Nobody else wanted to carry that fatass down the stairs
to a taxi

At some point
I became the only person to socialize with him
After he wore out his welcome
Playing drinking games with the locals
And the neighborhood cop who played ping pong with him
And the local TV station jerks
Who would always bring in some talent chick
Some prima donna lush who teased the hell out of everyone
I’m actually glad he gave her so much trouble
But the bar owner fucked them all

Mark was from Saint Louis
Missouri

He had serious emotional attachments to American music
I saw him cry when we were listening to Otis Redding
He had a scar on his brow from a Pakistani in Turkey
Who attacked him with a beer bottle

“Totally Unprovoked,” Mark said
in his eternal slur
in his trademark disconnect of subject and predicate
always finding something unintelligible to put between them
And when I bought his poor ass a harmonica
He played that thing like he was talking through it
Like it was his silver little dictionary
Pocket translator
You know, that metaphorical type shit

He would punctuate his statements and elongate his questions with that goddamn thing
His gay roommate had told me once that it drove him insane
“Why did you ever buy him that stupid thing?” he said.  “he plays the fucker from dawn ‘til dusk.   It wakes me up in the morning.”
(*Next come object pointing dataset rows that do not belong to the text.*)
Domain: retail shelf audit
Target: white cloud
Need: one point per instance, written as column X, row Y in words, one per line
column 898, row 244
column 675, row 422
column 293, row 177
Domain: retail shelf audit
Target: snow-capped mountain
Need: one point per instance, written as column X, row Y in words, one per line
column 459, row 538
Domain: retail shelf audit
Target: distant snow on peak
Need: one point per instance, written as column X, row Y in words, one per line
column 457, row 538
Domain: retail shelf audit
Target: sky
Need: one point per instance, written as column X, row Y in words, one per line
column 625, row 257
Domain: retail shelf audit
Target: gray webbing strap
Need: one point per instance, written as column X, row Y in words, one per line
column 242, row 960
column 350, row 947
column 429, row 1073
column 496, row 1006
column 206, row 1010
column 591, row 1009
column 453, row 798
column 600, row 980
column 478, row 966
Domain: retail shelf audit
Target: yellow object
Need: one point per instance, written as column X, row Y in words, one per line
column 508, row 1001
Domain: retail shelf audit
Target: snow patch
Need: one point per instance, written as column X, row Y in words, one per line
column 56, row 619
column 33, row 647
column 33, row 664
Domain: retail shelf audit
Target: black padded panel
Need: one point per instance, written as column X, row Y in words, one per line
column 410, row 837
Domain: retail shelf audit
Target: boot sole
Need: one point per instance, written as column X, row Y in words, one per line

I thought Mark played well
Probably because he wasn’t so good at talking

Mark wasn’t just drunk, but all tanked out on painkillers too
He’d acquired them from a female in the pharmacy below his house
So he was always falling over
first a slow lean, then a panicked look, then a tumble over a curb
then his shoe flying off in one direction
He was always missing one of his flip flops

Mark.   His chinese name was 马克.   Ma Ke

We laughed our asses off when he wasn’t around

Ok, I’m coming to the point
I actually miss the guy
When I hear Jeff Buckley
Or Otis Redding
sittin’ on the dock of the bay
He is the Midwesterner that I rate all other Midwesterners on

Once I got really plastered in the 2046
The boss man wouldn’t let me play my guitar anymore
So I invaded the stage
While  some guys were singing their karaoke
I started inventing my own chinese pop song
I must have used the word for “homosexual” about 20 times
Some Chinese brothers came up to depose me
I started swinging
God knows what at
I was taken down in a matter of seconds
I was lucky they adored me
But I had crossed the line

The last time I saw Mark
He had the boss call me to get me down there
Mark had lost his phone down a toilet
On day one

But this day he was really broken up
A girl he had gone on a date with
Threw him off
He had been flirting with her best friend online
Sexual talk and such
Not having the slightest clue
But he was really broken down
It was near the end of our contracts
We’d worn our bodies down quite a lot
On a diet of mutton, bread and beer

Finally, he perked up
He spoke as clear and concise as I’d ever heard him
“So I heard you started throwing punches the other night,” he said.
“I did?”        It was the first time anyone had brought it up with me

            “It sounded really pathetic, man.”